These filters can include custom token filters defined in the index mapping.
--
`script`::
+
--
(Required, <<modules-scripting-using,script object>>)
Predicate script used to apply token filters. If a token
matches this script, the filters in the `filter` parameter are applied to the
token.
For valid parameters, see <<_script_parameters>>. Only inline scripts are
supported. Painless scripts are executed in the
{painless}/painless-analysis-predicate-context.html[analysis predicate context]
and require a `token` property.
--
[[analysis-condition-tokenfilter-customize]]
==== Customize and add to an analyzer
To customize the `condition` filter, duplicate it to create the basis
for a new custom token filter. You can modify the filter using its configurable
parameters.
For example, the following <<indices-create-index,create index API>> request
uses a custom `condition` filter to configure a new
<<analysis-custom-analyzer,custom analyzer>>. The custom `condition` filter
matches the first token in a stream.

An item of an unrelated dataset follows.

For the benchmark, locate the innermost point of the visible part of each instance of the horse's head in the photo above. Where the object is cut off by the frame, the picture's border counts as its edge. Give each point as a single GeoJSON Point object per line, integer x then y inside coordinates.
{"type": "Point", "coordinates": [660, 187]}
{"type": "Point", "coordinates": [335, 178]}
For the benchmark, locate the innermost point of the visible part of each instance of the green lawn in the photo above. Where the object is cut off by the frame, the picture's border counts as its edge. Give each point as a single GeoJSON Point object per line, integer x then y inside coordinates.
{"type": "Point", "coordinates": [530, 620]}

It then reverses that matching token using
the <<analysis-reverse-tokenfilter,`reverse`>> filter.
[source,console]
--------------------------------------------------
PUT /palindrome_list
{
"settings": {
"analysis": {
"analyzer": {
"whitespace_reverse_first_token": {
"tokenizer": "whitespace",
"filter": [ "reverse_first_token" ]
}
},
"filter": {
"reverse_first_token": {
"type": "condition",
"filter": [ "reverse" ],
"script": {
"source": "token.getPosition() === 0"
}
}
}
}
}
}
--------------------------------------------------